The use of multiple cooperative robots or mobile devices has the potential to enable fast information gathering, and more efficient coverage and monitoring of large areas. In particular, distributed SLAM, i.e., the cooperative construction of a model of the environment explored by the robots or mobile devices, is fundamental to geotag sensor data (e.g., for pollution monitoring, surveillance and search and rescue), and to gather situational awareness. For military applications, multi-robot systems promise more efficient operation and improved robustness to adversarial attacks. In civil applications, the use of several inexpensive, heterogeneous, agile platforms is an appealing alternative to monolithic single robot systems.

In this thesis, we aim at designing a technique that allows each robot or mobile device to build its own object level map while asking for minimal knowledge of the map of the teammates. In particular, we make the following three major contributions:

1. We present a distributed algorithm based on Distributed Gauss-Seidel to estimate the 3D trajectories of multiple cooperative robots from relative pose measurements. This approach has several advantages. It requires minimal information exchange, which is beneficial in presence of communication and privacy constraints. It has an anytime flavor: after few iterations, the trajectory estimates are already accurate, and they asymptotically convergence to the centralized estimate.

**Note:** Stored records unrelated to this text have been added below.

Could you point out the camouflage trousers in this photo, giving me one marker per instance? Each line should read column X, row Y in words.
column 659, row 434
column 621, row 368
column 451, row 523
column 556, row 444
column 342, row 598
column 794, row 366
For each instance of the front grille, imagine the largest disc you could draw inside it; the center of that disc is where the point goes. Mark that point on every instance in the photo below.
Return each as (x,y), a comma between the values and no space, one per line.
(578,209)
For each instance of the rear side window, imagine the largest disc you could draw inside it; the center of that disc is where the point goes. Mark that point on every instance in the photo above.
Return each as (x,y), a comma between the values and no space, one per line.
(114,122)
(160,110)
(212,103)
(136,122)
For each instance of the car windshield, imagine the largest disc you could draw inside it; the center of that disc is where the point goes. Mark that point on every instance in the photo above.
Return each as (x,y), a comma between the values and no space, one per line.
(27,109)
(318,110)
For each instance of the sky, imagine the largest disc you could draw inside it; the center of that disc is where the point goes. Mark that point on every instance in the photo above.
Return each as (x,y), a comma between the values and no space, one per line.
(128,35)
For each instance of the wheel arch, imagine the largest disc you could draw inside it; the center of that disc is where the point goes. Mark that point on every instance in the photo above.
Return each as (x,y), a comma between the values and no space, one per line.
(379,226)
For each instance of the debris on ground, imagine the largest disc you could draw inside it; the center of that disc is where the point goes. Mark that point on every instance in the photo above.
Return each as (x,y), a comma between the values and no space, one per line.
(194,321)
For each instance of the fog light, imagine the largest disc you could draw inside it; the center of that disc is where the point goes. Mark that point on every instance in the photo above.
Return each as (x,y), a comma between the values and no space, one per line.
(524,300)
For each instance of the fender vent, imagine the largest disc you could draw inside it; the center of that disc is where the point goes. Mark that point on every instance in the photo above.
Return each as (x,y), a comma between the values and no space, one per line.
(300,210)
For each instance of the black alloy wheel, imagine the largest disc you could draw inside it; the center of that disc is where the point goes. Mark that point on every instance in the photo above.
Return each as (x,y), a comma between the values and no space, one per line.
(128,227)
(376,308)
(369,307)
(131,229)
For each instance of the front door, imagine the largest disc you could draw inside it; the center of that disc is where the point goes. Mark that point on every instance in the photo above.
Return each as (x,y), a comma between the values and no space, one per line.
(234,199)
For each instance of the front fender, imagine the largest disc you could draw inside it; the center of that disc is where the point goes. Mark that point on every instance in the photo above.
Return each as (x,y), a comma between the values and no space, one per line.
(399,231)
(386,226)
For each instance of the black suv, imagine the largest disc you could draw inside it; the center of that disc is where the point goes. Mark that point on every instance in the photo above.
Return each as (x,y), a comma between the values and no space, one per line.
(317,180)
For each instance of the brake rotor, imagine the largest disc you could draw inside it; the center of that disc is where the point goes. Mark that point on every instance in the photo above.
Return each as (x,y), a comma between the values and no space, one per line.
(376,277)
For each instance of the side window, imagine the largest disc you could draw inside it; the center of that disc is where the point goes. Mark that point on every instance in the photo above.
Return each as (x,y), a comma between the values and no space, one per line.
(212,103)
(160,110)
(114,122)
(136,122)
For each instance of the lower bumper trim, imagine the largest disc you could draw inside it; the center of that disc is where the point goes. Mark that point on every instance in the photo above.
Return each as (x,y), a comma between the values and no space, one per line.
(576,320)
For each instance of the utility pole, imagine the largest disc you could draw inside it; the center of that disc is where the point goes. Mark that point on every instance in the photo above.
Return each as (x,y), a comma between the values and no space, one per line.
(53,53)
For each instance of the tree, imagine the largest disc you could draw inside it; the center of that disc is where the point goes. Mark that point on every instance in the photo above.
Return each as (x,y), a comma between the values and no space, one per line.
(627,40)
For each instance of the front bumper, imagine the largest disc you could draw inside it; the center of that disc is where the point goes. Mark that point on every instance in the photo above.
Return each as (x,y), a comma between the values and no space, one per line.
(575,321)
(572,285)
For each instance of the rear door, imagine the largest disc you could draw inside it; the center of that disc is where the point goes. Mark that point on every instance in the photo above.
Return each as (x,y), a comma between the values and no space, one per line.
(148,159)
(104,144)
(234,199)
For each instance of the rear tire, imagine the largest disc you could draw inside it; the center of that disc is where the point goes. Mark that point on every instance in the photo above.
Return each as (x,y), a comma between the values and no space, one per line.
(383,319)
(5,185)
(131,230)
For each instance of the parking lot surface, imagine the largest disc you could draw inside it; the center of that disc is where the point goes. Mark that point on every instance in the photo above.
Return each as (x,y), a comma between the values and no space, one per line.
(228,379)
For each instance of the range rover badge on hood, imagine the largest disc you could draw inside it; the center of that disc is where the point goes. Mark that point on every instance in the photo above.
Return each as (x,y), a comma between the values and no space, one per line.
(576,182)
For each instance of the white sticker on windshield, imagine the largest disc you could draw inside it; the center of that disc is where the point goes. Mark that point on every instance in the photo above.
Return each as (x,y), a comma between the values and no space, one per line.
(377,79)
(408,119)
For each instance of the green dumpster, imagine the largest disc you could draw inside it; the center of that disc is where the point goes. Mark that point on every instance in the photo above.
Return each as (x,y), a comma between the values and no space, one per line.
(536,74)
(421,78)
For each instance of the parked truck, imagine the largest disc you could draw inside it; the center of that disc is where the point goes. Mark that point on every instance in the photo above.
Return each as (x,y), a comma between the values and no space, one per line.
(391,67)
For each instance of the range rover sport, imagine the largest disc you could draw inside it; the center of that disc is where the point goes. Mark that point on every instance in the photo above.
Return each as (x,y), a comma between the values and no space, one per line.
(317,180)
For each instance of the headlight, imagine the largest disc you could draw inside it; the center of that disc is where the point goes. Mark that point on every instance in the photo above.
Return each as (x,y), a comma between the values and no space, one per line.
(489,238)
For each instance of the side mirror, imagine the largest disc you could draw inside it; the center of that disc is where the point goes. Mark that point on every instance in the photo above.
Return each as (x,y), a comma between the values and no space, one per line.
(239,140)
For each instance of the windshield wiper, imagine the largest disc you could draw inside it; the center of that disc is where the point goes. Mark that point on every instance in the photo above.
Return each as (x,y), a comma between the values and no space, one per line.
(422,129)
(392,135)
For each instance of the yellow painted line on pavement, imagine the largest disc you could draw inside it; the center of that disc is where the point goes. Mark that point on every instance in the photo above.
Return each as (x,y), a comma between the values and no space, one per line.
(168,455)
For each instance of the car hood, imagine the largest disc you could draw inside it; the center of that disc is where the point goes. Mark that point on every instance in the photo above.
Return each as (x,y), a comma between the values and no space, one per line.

The DGS approach scales well to large teams, is resistant to noise and it has a straightforward implementation. We test the approach in simulations and field tests, demonstrating its advantages over related techniques.

2. We present an approach for distributed SLAM which uses object landmarks in a distributed mapping framework. We show that this approach further reduces the information exchange among robots (as compared to feature based DGS), results in a compact, human understandable map, and has lower computational complexity as compared to low-level feature based distributed mapping.

3. Finally, we extend the previous work to the case where object models are previously unknown and are modeled jointly with Distributed Object-based SLAM. We show that this approach further reduces the memory required to store the object models while maintaining the accuracy at the same level as the state of art RGB-D mapping approaches.